One of the infected gets close enough to start grabbing him. “Oh fuck.” His arm is holding the thing back by its neck. Using as much strength as he can to push it away before shooting it in the head, and watching its body go limp. “Buck!”
“I need a bit more time.”
A clicker runs right as him as he wastes five bullets trying to kill the thing.
“Anytime now, Buck.” He can see the kid trying his damndest to cut the rope, but it’s just not working. And before he can try and get him to stop, the kid tries to jump on the fridge to get the rope to come off. It takes no genius to tell that the fridge was about to tip when it did.
“Fuck!” Bobby’s body goes flying up into the air, then it settles about ten feet off the ground. The kid goes rolling off the fridge and onto the ground. “You alright?’

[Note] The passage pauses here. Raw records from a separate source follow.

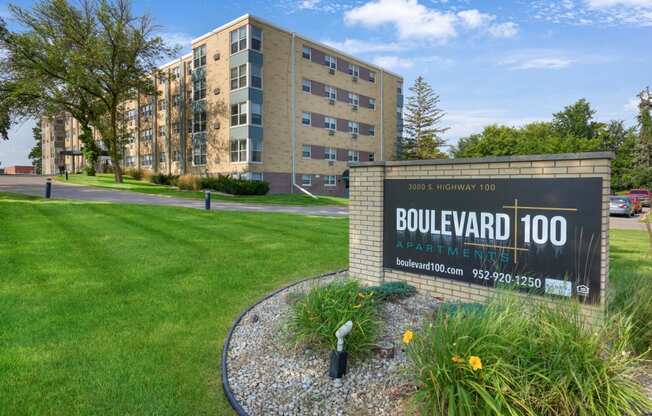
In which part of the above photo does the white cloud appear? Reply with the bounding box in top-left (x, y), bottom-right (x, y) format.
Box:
top-left (374, 56), bottom-right (414, 69)
top-left (586, 0), bottom-right (652, 9)
top-left (498, 49), bottom-right (576, 70)
top-left (344, 0), bottom-right (457, 40)
top-left (442, 109), bottom-right (549, 145)
top-left (373, 55), bottom-right (455, 71)
top-left (322, 38), bottom-right (404, 54)
top-left (298, 0), bottom-right (321, 10)
top-left (488, 22), bottom-right (518, 38)
top-left (457, 9), bottom-right (496, 29)
top-left (344, 0), bottom-right (518, 41)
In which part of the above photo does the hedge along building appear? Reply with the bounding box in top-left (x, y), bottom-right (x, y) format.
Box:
top-left (44, 15), bottom-right (403, 195)
top-left (349, 153), bottom-right (613, 321)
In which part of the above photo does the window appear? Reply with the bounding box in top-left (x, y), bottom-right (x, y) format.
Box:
top-left (192, 45), bottom-right (206, 68)
top-left (251, 103), bottom-right (263, 126)
top-left (250, 26), bottom-right (263, 52)
top-left (324, 85), bottom-right (337, 100)
top-left (249, 172), bottom-right (263, 181)
top-left (250, 139), bottom-right (263, 162)
top-left (192, 110), bottom-right (206, 133)
top-left (249, 64), bottom-right (263, 88)
top-left (324, 55), bottom-right (337, 69)
top-left (140, 129), bottom-right (152, 142)
top-left (231, 64), bottom-right (247, 90)
top-left (140, 155), bottom-right (152, 166)
top-left (349, 64), bottom-right (360, 77)
top-left (191, 138), bottom-right (206, 166)
top-left (231, 101), bottom-right (247, 126)
top-left (349, 150), bottom-right (360, 162)
top-left (301, 111), bottom-right (312, 126)
top-left (301, 144), bottom-right (312, 159)
top-left (324, 147), bottom-right (337, 160)
top-left (231, 26), bottom-right (247, 54)
top-left (324, 117), bottom-right (337, 130)
top-left (301, 45), bottom-right (312, 60)
top-left (192, 78), bottom-right (206, 101)
top-left (140, 103), bottom-right (152, 117)
top-left (231, 139), bottom-right (247, 163)
top-left (349, 92), bottom-right (360, 106)
top-left (349, 121), bottom-right (360, 134)
top-left (301, 79), bottom-right (312, 92)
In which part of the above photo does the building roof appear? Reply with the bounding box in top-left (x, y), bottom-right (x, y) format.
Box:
top-left (159, 13), bottom-right (403, 79)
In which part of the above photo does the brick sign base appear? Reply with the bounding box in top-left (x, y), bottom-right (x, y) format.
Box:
top-left (349, 152), bottom-right (613, 323)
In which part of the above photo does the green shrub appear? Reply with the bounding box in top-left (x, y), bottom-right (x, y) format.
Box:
top-left (408, 296), bottom-right (650, 416)
top-left (288, 281), bottom-right (380, 355)
top-left (149, 173), bottom-right (179, 186)
top-left (125, 168), bottom-right (145, 181)
top-left (363, 282), bottom-right (417, 301)
top-left (177, 175), bottom-right (201, 191)
top-left (201, 175), bottom-right (269, 195)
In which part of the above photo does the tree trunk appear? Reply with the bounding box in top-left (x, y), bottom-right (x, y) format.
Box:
top-left (109, 105), bottom-right (123, 183)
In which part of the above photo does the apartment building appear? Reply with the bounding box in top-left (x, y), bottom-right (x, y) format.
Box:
top-left (44, 15), bottom-right (403, 195)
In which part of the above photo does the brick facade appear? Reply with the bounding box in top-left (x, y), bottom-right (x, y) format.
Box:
top-left (349, 152), bottom-right (613, 322)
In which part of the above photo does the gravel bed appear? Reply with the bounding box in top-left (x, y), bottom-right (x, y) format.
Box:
top-left (227, 272), bottom-right (652, 416)
top-left (227, 273), bottom-right (437, 416)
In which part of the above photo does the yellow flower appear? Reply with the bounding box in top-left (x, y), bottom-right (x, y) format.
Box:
top-left (403, 329), bottom-right (414, 344)
top-left (469, 355), bottom-right (482, 370)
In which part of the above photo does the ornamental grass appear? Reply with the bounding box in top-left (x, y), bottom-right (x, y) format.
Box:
top-left (406, 295), bottom-right (652, 416)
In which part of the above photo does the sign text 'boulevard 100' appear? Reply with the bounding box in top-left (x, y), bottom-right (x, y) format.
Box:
top-left (383, 178), bottom-right (602, 303)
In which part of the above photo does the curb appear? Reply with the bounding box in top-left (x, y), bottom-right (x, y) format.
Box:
top-left (220, 268), bottom-right (349, 416)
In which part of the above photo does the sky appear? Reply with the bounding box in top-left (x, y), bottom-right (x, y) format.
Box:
top-left (0, 0), bottom-right (652, 166)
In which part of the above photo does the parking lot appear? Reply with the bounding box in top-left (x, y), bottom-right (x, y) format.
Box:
top-left (609, 208), bottom-right (650, 230)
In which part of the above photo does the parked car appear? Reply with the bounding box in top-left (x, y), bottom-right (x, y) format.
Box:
top-left (627, 195), bottom-right (643, 214)
top-left (609, 196), bottom-right (634, 217)
top-left (627, 188), bottom-right (652, 207)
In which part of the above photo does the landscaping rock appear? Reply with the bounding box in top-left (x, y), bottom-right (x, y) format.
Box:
top-left (227, 274), bottom-right (432, 416)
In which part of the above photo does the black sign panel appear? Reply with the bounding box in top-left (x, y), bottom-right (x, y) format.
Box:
top-left (383, 178), bottom-right (602, 303)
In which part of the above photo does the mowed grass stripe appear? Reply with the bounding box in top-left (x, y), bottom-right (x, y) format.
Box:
top-left (0, 196), bottom-right (348, 415)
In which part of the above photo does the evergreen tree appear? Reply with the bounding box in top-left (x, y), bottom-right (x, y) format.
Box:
top-left (636, 87), bottom-right (652, 169)
top-left (398, 76), bottom-right (448, 159)
top-left (29, 121), bottom-right (43, 175)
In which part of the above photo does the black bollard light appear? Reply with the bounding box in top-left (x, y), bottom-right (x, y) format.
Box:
top-left (45, 178), bottom-right (52, 199)
top-left (328, 321), bottom-right (353, 378)
top-left (204, 191), bottom-right (211, 211)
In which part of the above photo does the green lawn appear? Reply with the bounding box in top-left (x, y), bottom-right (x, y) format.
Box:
top-left (55, 174), bottom-right (349, 206)
top-left (0, 194), bottom-right (348, 415)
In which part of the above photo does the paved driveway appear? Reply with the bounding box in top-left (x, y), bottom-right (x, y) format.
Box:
top-left (0, 175), bottom-right (348, 216)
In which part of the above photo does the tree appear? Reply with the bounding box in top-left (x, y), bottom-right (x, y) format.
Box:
top-left (0, 0), bottom-right (175, 182)
top-left (398, 76), bottom-right (448, 159)
top-left (552, 98), bottom-right (602, 140)
top-left (636, 87), bottom-right (652, 169)
top-left (29, 121), bottom-right (43, 175)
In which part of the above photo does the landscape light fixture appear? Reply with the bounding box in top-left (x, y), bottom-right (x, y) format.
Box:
top-left (328, 321), bottom-right (353, 378)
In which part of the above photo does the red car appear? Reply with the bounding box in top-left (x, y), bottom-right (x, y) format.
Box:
top-left (627, 195), bottom-right (643, 214)
top-left (627, 188), bottom-right (652, 207)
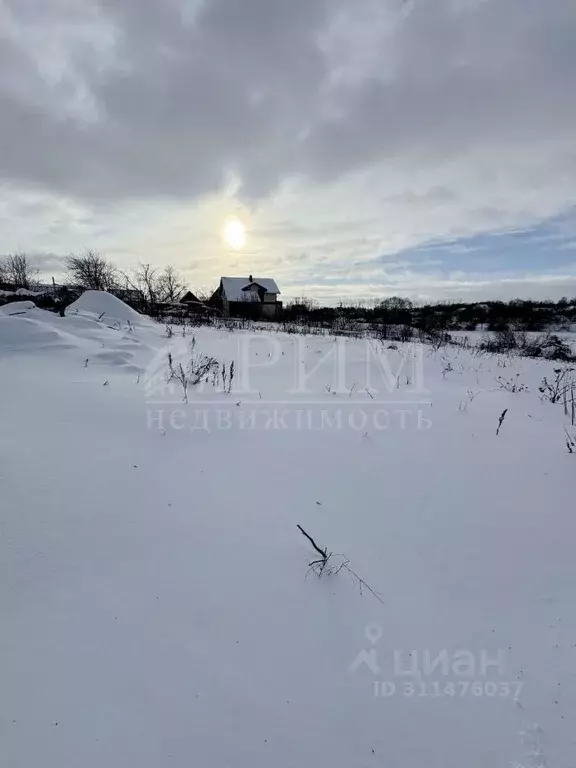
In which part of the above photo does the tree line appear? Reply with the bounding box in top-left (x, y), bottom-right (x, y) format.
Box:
top-left (0, 250), bottom-right (198, 312)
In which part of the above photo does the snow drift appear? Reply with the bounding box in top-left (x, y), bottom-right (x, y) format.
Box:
top-left (66, 291), bottom-right (152, 325)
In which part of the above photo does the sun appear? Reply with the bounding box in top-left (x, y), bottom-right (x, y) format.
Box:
top-left (222, 219), bottom-right (246, 251)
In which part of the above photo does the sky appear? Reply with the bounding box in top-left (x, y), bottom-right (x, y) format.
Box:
top-left (0, 0), bottom-right (576, 303)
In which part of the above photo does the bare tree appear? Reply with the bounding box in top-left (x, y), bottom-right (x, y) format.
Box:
top-left (66, 249), bottom-right (118, 291)
top-left (122, 264), bottom-right (160, 312)
top-left (123, 264), bottom-right (185, 312)
top-left (2, 253), bottom-right (40, 290)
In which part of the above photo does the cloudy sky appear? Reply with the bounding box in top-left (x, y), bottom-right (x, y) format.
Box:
top-left (0, 0), bottom-right (576, 301)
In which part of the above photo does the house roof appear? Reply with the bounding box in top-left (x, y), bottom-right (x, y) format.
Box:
top-left (222, 277), bottom-right (280, 301)
top-left (180, 291), bottom-right (201, 304)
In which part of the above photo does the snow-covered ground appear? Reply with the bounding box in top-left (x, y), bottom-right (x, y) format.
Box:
top-left (0, 294), bottom-right (576, 768)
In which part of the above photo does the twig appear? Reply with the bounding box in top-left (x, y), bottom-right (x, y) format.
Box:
top-left (297, 525), bottom-right (328, 561)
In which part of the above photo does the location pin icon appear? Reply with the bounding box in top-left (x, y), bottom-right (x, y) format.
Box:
top-left (364, 624), bottom-right (383, 645)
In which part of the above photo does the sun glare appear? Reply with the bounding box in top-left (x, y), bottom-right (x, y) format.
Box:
top-left (222, 219), bottom-right (246, 251)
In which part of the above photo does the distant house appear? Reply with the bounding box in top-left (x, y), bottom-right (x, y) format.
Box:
top-left (210, 275), bottom-right (282, 319)
top-left (180, 291), bottom-right (202, 304)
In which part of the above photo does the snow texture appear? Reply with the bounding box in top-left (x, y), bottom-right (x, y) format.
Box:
top-left (0, 302), bottom-right (576, 768)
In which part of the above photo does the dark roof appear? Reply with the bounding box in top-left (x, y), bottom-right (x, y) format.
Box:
top-left (180, 291), bottom-right (202, 304)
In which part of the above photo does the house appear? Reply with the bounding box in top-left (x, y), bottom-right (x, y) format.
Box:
top-left (210, 275), bottom-right (282, 320)
top-left (180, 291), bottom-right (202, 304)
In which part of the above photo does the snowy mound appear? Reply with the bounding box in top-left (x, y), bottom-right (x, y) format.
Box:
top-left (0, 301), bottom-right (36, 315)
top-left (0, 301), bottom-right (73, 354)
top-left (66, 291), bottom-right (151, 325)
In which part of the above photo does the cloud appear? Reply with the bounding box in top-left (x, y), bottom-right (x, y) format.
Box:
top-left (0, 0), bottom-right (576, 300)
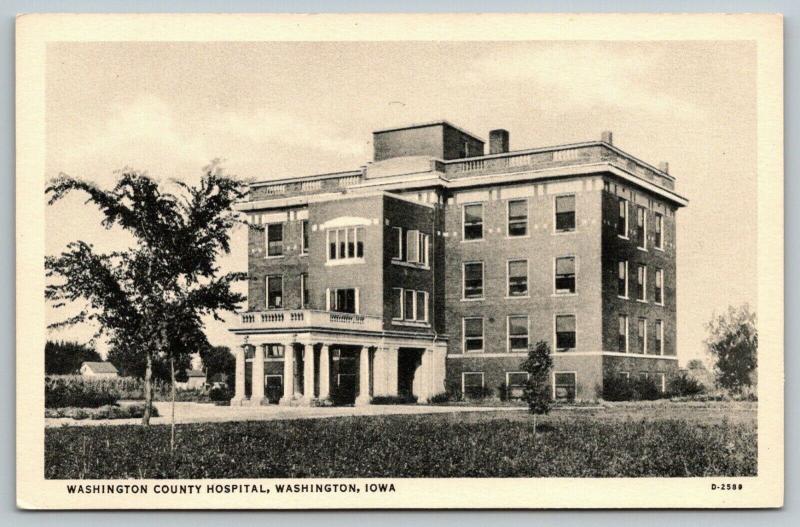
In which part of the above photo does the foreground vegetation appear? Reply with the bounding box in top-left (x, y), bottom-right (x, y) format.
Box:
top-left (45, 403), bottom-right (757, 479)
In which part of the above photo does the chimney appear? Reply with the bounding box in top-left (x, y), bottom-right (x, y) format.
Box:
top-left (489, 129), bottom-right (508, 154)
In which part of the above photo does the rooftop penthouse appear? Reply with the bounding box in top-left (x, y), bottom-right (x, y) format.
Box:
top-left (247, 121), bottom-right (687, 210)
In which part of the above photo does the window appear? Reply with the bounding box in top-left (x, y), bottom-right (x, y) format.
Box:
top-left (508, 315), bottom-right (528, 352)
top-left (655, 212), bottom-right (664, 249)
top-left (464, 262), bottom-right (483, 298)
top-left (392, 288), bottom-right (428, 322)
top-left (414, 291), bottom-right (428, 322)
top-left (403, 289), bottom-right (415, 320)
top-left (553, 372), bottom-right (577, 401)
top-left (300, 273), bottom-right (308, 309)
top-left (508, 260), bottom-right (528, 296)
top-left (636, 264), bottom-right (647, 302)
top-left (556, 195), bottom-right (575, 232)
top-left (267, 275), bottom-right (283, 309)
top-left (556, 315), bottom-right (575, 351)
top-left (464, 203), bottom-right (483, 240)
top-left (266, 344), bottom-right (284, 359)
top-left (464, 318), bottom-right (483, 352)
top-left (508, 199), bottom-right (528, 237)
top-left (636, 318), bottom-right (647, 353)
top-left (328, 288), bottom-right (359, 313)
top-left (392, 287), bottom-right (403, 320)
top-left (656, 320), bottom-right (664, 355)
top-left (636, 207), bottom-right (647, 249)
top-left (264, 223), bottom-right (283, 256)
top-left (327, 227), bottom-right (365, 260)
top-left (406, 230), bottom-right (430, 267)
top-left (461, 371), bottom-right (483, 397)
top-left (506, 371), bottom-right (528, 399)
top-left (555, 256), bottom-right (575, 294)
top-left (617, 198), bottom-right (628, 238)
top-left (617, 315), bottom-right (628, 353)
top-left (654, 269), bottom-right (664, 305)
top-left (653, 373), bottom-right (667, 393)
top-left (617, 261), bottom-right (628, 298)
top-left (390, 227), bottom-right (403, 260)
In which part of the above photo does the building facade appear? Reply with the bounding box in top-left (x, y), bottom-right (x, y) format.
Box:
top-left (231, 121), bottom-right (687, 405)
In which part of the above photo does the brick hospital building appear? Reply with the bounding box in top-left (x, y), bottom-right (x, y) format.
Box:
top-left (231, 121), bottom-right (687, 404)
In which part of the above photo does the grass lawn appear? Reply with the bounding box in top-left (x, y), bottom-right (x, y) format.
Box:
top-left (45, 402), bottom-right (757, 479)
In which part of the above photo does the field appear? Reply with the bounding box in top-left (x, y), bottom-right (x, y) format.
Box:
top-left (45, 402), bottom-right (757, 479)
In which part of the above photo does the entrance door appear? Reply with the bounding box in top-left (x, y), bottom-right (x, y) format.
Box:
top-left (334, 373), bottom-right (358, 405)
top-left (265, 375), bottom-right (283, 404)
top-left (397, 348), bottom-right (422, 398)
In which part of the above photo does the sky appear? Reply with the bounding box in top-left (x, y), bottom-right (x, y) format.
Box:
top-left (46, 41), bottom-right (757, 363)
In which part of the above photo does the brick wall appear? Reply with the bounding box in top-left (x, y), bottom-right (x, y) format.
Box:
top-left (602, 179), bottom-right (677, 356)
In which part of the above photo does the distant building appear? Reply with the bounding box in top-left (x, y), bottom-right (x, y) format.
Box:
top-left (175, 370), bottom-right (206, 390)
top-left (231, 121), bottom-right (688, 405)
top-left (80, 362), bottom-right (119, 378)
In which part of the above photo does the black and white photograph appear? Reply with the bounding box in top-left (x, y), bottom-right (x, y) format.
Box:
top-left (17, 11), bottom-right (783, 509)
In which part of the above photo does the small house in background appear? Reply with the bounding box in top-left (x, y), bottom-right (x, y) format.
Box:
top-left (80, 362), bottom-right (119, 378)
top-left (175, 370), bottom-right (206, 390)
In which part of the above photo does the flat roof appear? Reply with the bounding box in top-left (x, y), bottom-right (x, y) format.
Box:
top-left (372, 119), bottom-right (486, 143)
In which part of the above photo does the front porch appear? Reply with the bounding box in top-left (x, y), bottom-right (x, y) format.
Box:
top-left (231, 311), bottom-right (446, 406)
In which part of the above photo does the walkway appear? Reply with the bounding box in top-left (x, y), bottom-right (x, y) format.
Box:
top-left (45, 402), bottom-right (525, 426)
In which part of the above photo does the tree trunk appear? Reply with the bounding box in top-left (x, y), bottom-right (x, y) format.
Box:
top-left (169, 357), bottom-right (175, 453)
top-left (142, 352), bottom-right (153, 426)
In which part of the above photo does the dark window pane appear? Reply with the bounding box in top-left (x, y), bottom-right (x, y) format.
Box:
top-left (267, 276), bottom-right (283, 309)
top-left (464, 318), bottom-right (483, 337)
top-left (417, 291), bottom-right (425, 322)
top-left (464, 263), bottom-right (483, 298)
top-left (403, 290), bottom-right (414, 320)
top-left (267, 223), bottom-right (283, 256)
top-left (464, 205), bottom-right (483, 240)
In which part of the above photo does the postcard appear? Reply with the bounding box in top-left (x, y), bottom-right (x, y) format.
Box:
top-left (16, 14), bottom-right (784, 509)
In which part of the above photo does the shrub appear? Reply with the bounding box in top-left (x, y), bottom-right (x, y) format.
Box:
top-left (430, 392), bottom-right (452, 404)
top-left (667, 371), bottom-right (705, 397)
top-left (371, 394), bottom-right (417, 404)
top-left (464, 386), bottom-right (494, 399)
top-left (44, 376), bottom-right (118, 408)
top-left (603, 375), bottom-right (666, 401)
top-left (206, 386), bottom-right (233, 403)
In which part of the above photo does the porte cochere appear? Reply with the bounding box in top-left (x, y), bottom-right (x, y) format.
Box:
top-left (231, 309), bottom-right (447, 406)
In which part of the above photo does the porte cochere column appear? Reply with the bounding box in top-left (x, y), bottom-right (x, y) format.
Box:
top-left (356, 346), bottom-right (370, 406)
top-left (280, 343), bottom-right (294, 405)
top-left (250, 345), bottom-right (266, 406)
top-left (231, 342), bottom-right (248, 406)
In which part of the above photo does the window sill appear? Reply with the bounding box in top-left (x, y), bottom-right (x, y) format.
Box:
top-left (392, 258), bottom-right (431, 271)
top-left (325, 258), bottom-right (367, 267)
top-left (392, 318), bottom-right (431, 328)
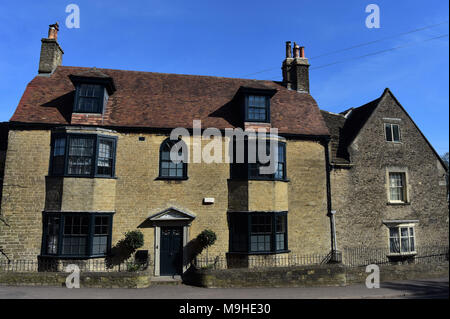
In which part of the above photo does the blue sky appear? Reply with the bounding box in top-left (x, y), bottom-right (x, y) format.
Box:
top-left (0, 0), bottom-right (449, 154)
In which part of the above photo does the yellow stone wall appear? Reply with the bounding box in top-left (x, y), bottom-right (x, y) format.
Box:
top-left (0, 130), bottom-right (330, 260)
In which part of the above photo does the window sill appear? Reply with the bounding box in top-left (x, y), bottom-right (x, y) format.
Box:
top-left (386, 202), bottom-right (411, 206)
top-left (46, 175), bottom-right (118, 179)
top-left (38, 254), bottom-right (108, 260)
top-left (72, 112), bottom-right (103, 116)
top-left (386, 251), bottom-right (417, 257)
top-left (228, 177), bottom-right (291, 183)
top-left (155, 176), bottom-right (189, 181)
top-left (227, 249), bottom-right (291, 256)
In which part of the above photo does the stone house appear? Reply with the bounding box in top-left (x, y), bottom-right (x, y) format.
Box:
top-left (0, 24), bottom-right (448, 276)
top-left (322, 89), bottom-right (449, 256)
top-left (0, 25), bottom-right (331, 275)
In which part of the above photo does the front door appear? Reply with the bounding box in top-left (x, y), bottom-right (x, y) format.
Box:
top-left (160, 227), bottom-right (183, 276)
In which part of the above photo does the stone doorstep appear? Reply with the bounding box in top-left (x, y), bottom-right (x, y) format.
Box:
top-left (150, 276), bottom-right (183, 286)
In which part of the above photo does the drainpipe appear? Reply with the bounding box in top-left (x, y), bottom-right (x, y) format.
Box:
top-left (323, 137), bottom-right (341, 262)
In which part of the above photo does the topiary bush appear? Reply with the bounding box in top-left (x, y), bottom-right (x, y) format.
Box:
top-left (124, 230), bottom-right (144, 251)
top-left (197, 229), bottom-right (217, 248)
top-left (197, 229), bottom-right (217, 260)
top-left (105, 230), bottom-right (144, 269)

“Yeah.” Bobby can see Buck wince as he gets up, but nothing looks seriously injured.
“C’mon, you can do it.” He doesn’t want to pass out on this kid.
“Okay…”
He can hear and see more infected coming at the two of them. It’s more dangerous now with Buck being on the ground, he could be killed.
“It’s not cutting!” The kid looks panicked, for the second time Bobby’s known him, he looks terrified.
He still can’t place why Buck looking terrified seems familiar to him. Why does he almost recognize the face?
One of the infected runs for him instead of Bobby. Shit. There’s not much ammo, and he can’t miss. There’s not much of an opportunity to shoot it. “Son of a bitch.”
There’s black around the edges of his vision. He fires anyway, hitting the infected square in the back.
Buck falls in shock as the infected staggers and collapses. He runs back over to the fridge and whacks at the rope until Bobby sees it detach from the fridge, then he falls.
With a thud, his body hits the ground. Pain erupts in his back. He tries to stagger up.
“Bobby! Watch out!”
Then an infected is coming right at him.
His body lands right back onto the ground with the thing flailing on top of him. Bobby has his hands around its chest, holding it above his body.
This might be it, he thinks as he stares into the bloody face of a monster.
Then a machete nails the infected in the face.